AU students see Trump during Sioux Falls visit
GRACE DOUGLAS
gedouglas18@ole.augie.edu
A group of Augustana students was able to experience President Trump’s visit to Sioux Falls on Sept. 7 at the Denny Sanford Premier Center during a fundraiser for gubernatorial candidate Kristi Noem.
The event boasted a $500 minimum entry fee, a price too large for any regular college student according to sophomore Audrey Cope, one of the students who attended the event.
“The adults are the ones who fund campaigns,” Cope said. “Not very many young people [were there] at all.”
But the students had various ways of sliding past the high prices.
Cope said that her work on the Dusty Johnson campaign was her way in.
Cope got a call the night before President Trump arrived in town. The caller informed her that she was going to see the president.
“At the last second [the Noem campaign] said they were going to have extra room and they gave us that opportunity to come and see the president as a thank you for all the work that we’ve done volunteering throughout the past year,” Cope said.
Senior Mason Breitling ran telephones for the Noem campaign the day of the fundraiser, also selling tickets to the event.
“I don’t know if I would’ve been able to [go] because it’s quite a hefty fund,” Breitling said.
However because Breitling was working for the Noem campaign, he got in for free.
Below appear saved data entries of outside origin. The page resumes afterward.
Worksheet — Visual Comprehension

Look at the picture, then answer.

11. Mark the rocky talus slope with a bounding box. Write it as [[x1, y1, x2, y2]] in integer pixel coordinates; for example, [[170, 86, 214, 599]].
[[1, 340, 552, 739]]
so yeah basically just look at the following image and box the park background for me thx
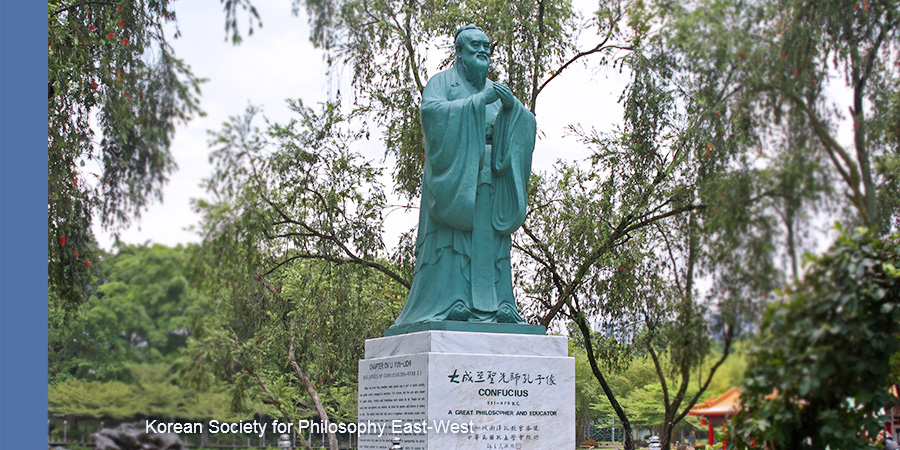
[42,0,900,449]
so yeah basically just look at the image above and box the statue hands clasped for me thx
[484,81,516,110]
[494,82,516,110]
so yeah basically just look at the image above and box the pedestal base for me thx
[384,322,546,336]
[357,331,574,450]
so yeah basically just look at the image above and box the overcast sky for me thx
[93,0,630,251]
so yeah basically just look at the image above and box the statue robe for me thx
[391,65,536,327]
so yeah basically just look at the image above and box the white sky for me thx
[94,0,628,251]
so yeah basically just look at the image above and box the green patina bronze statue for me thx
[387,25,542,335]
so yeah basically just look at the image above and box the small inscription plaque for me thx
[358,354,428,450]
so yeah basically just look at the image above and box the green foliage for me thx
[661,0,900,233]
[219,0,263,44]
[50,244,203,382]
[48,363,248,421]
[48,0,202,307]
[186,102,403,428]
[587,355,669,429]
[49,378,138,419]
[588,354,708,428]
[47,244,259,422]
[704,341,749,396]
[198,101,397,285]
[185,245,399,423]
[285,0,618,199]
[519,37,778,448]
[574,344,603,442]
[730,227,900,450]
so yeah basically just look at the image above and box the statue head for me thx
[454,25,491,88]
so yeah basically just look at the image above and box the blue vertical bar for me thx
[0,2,48,448]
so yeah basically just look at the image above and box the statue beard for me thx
[458,54,490,90]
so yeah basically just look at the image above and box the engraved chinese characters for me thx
[357,331,574,450]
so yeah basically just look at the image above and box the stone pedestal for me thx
[358,331,574,450]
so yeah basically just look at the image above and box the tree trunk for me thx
[292,363,339,450]
[576,416,586,444]
[573,309,636,450]
[850,45,880,233]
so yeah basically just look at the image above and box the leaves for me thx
[187,101,403,428]
[49,244,203,382]
[730,227,900,450]
[48,0,203,307]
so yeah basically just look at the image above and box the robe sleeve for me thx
[491,100,536,235]
[420,71,486,231]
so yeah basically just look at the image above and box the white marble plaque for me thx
[358,331,574,450]
[358,354,428,450]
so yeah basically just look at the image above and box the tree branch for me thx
[288,320,337,450]
[260,191,411,289]
[401,0,425,93]
[538,200,705,327]
[535,33,630,100]
[646,334,671,410]
[50,0,117,17]
[529,0,547,112]
[622,203,706,235]
[655,222,682,293]
[673,328,733,425]
[570,305,635,450]
[519,225,568,297]
[762,83,864,213]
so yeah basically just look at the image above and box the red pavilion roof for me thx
[689,387,742,418]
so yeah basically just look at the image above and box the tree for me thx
[586,346,746,442]
[49,363,252,424]
[185,103,407,450]
[614,3,900,445]
[188,3,894,450]
[49,378,140,420]
[574,344,604,443]
[48,244,274,443]
[185,243,402,450]
[661,0,900,234]
[517,36,780,446]
[551,0,899,444]
[769,0,900,233]
[730,227,900,450]
[49,244,203,382]
[48,0,202,308]
[206,3,758,450]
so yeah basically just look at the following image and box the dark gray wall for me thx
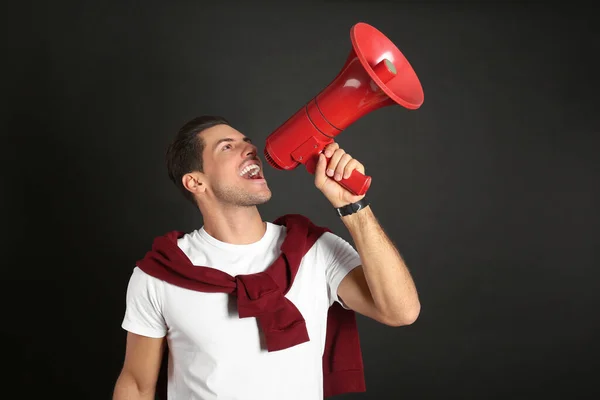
[2,1,598,399]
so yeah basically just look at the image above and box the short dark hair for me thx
[165,115,230,205]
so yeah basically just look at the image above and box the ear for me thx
[182,172,207,195]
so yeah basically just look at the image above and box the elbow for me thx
[383,302,421,327]
[113,370,156,400]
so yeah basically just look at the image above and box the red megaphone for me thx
[264,22,424,196]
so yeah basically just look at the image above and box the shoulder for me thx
[138,229,195,259]
[173,229,199,253]
[272,213,331,233]
[123,267,167,308]
[128,266,164,287]
[315,230,354,251]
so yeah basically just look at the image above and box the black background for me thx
[2,1,599,399]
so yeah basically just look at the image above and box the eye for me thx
[222,144,232,151]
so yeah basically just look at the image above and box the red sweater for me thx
[136,213,366,399]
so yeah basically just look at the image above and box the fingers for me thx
[342,159,365,179]
[314,153,327,189]
[323,142,339,158]
[325,147,345,179]
[332,153,352,181]
[325,148,365,181]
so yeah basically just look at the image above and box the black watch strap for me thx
[335,197,370,217]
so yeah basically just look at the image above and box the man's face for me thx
[199,124,272,207]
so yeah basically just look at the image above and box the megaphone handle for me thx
[339,168,372,196]
[304,154,372,196]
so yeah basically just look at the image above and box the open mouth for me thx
[239,164,263,180]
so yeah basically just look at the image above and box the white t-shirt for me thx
[121,221,361,400]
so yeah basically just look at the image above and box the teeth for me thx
[240,164,260,177]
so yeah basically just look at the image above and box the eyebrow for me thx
[213,137,252,151]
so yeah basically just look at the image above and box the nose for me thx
[244,142,258,158]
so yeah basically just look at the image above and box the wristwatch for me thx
[335,197,370,217]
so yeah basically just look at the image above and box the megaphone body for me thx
[264,22,424,196]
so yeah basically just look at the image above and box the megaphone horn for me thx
[264,22,424,196]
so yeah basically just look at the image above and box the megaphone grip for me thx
[304,153,372,196]
[337,168,372,196]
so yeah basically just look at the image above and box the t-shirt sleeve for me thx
[321,231,362,308]
[121,267,168,338]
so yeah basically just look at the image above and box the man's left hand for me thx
[314,142,366,208]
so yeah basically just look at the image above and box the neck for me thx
[199,204,266,245]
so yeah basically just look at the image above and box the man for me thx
[112,115,420,400]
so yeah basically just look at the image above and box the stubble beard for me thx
[212,183,272,207]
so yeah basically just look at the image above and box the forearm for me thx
[113,372,156,400]
[341,205,420,324]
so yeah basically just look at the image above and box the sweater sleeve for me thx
[320,232,362,308]
[121,267,168,338]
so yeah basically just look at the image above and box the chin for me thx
[242,186,272,207]
[256,191,272,204]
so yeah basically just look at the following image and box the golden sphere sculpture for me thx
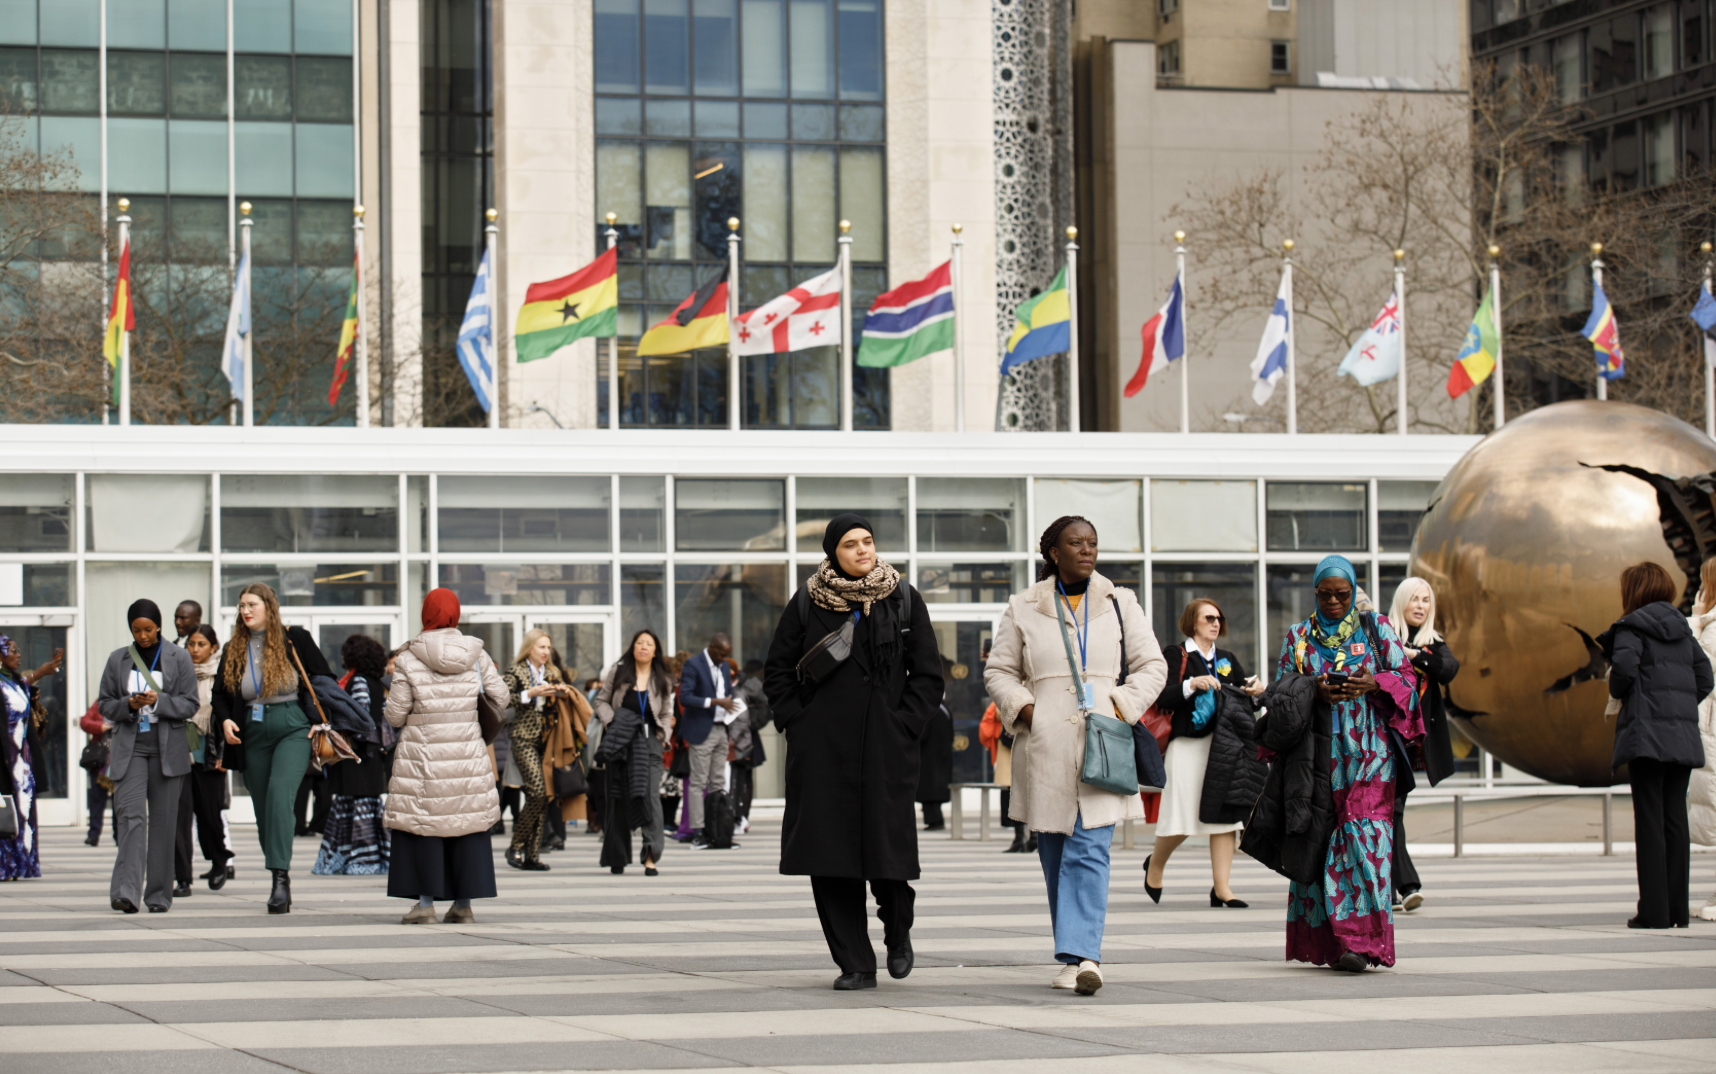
[1410,400,1716,785]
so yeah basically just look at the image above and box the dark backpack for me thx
[704,788,737,849]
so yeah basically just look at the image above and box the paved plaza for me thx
[2,819,1714,1074]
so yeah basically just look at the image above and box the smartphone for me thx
[1324,671,1350,686]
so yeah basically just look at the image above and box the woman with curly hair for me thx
[314,632,393,875]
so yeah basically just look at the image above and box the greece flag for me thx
[1250,269,1292,405]
[221,249,250,401]
[457,246,496,412]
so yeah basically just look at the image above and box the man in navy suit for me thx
[678,632,737,846]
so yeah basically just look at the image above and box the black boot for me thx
[1003,826,1026,853]
[267,869,291,914]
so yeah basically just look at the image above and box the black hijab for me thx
[822,513,875,579]
[126,598,163,668]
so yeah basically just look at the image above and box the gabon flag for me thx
[514,247,619,362]
[637,268,729,356]
[1446,286,1498,398]
[102,238,135,400]
[328,250,359,405]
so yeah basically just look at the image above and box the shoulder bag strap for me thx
[1109,594,1127,686]
[1053,592,1087,704]
[127,644,161,692]
[285,641,330,726]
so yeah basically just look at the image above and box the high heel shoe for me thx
[266,869,291,914]
[1142,855,1162,904]
[1209,888,1248,908]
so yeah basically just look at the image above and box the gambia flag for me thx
[514,247,619,362]
[858,261,953,367]
[328,250,359,405]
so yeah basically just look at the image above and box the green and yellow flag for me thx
[328,250,359,405]
[515,247,618,361]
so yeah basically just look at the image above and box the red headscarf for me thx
[421,588,461,632]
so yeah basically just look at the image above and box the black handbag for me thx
[0,794,17,839]
[796,611,857,685]
[552,760,588,798]
[79,736,110,773]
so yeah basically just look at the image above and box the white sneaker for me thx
[737,817,750,834]
[1402,891,1424,912]
[1700,895,1716,922]
[1074,960,1103,995]
[1051,963,1078,989]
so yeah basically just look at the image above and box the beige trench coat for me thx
[984,572,1167,834]
[384,628,508,838]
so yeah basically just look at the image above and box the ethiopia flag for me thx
[514,247,619,362]
[637,267,729,356]
[102,238,134,401]
[1446,286,1499,398]
[1001,266,1069,375]
[328,251,359,405]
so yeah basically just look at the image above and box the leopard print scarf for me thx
[806,558,901,614]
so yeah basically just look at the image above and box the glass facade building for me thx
[592,0,890,429]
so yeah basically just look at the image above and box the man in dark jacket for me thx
[1598,563,1714,929]
[764,513,944,991]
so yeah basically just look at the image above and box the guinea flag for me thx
[514,247,619,362]
[637,267,729,356]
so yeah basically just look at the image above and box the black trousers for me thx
[1630,758,1693,927]
[87,780,111,842]
[174,776,195,884]
[295,770,330,835]
[921,802,944,829]
[810,876,914,975]
[189,766,233,868]
[1392,782,1420,896]
[732,763,754,821]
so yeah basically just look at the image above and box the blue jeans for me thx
[1036,813,1113,964]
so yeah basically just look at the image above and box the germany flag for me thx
[637,267,729,356]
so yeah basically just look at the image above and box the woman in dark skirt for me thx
[314,633,393,875]
[385,589,509,924]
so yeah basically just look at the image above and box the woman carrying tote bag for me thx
[984,515,1166,996]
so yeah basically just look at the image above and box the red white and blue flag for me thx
[858,261,955,367]
[731,266,842,355]
[1124,271,1185,396]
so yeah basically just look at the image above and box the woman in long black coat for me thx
[764,513,943,991]
[1386,577,1459,912]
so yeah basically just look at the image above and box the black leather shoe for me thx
[610,865,625,874]
[505,848,526,870]
[226,865,236,880]
[521,859,551,871]
[1003,828,1026,853]
[148,904,169,913]
[174,883,193,898]
[1336,951,1369,972]
[266,869,291,914]
[887,938,913,979]
[112,898,138,914]
[1143,855,1162,904]
[832,972,877,990]
[1023,833,1037,852]
[199,866,221,881]
[644,867,659,877]
[209,870,227,891]
[84,836,99,847]
[1627,916,1670,929]
[1210,888,1247,908]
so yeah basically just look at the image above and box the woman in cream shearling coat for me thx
[985,516,1166,995]
[1687,559,1716,921]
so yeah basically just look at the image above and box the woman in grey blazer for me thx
[97,599,198,913]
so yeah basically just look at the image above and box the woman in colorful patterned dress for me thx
[1274,555,1421,971]
[1,634,63,881]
Senior Angelica Laurent said that she was able to meet Trump through her networking connections and support from the Minnehaha Republicans. Laurent is currently serving as the secretary of state for the executive board of the College Republicans of South Dakota.
Laurent did not attend the fundraiser but was part of a group of about twenty people who welcomed Trump at the Sioux Falls Regional Airport.
“[We were] behind this little gated area and he made it a point to shake every single person’s hand and say something to them, which I thought was very genuine of him,” Laurent said.
Photographs with President Trump at the fundraiser came with a $5000 price tag, but Laurent asked for a free selfie with the president, and he obliged.
From there, Trump went directly to Noem’s fundraiser at the Premier Center, where Augustana students listened to his speech, which was approximately thirty-five minutes long.
“He talked about his policies as a whole [and] the economy,” Breitling said. “He spoke on Kristi’s behalf, how she’d be great for [governor].”
It was a pretty typical campaign fundraiser except for the extra excitement in light of the high-profile guest Cope said.
“There were ladies in Trump hats crying when he came out,” Cope said. “There was a ton of energy in the room. It was really cool to be able to watch the event.”
For most students, the takeaway was simple: being given the opportunity to see any president of the United States is huge, and they took it.
“It allows you to see their personality, and not through a TV screen or through media,” Laurent said. “You actually get to see who they are as a person.”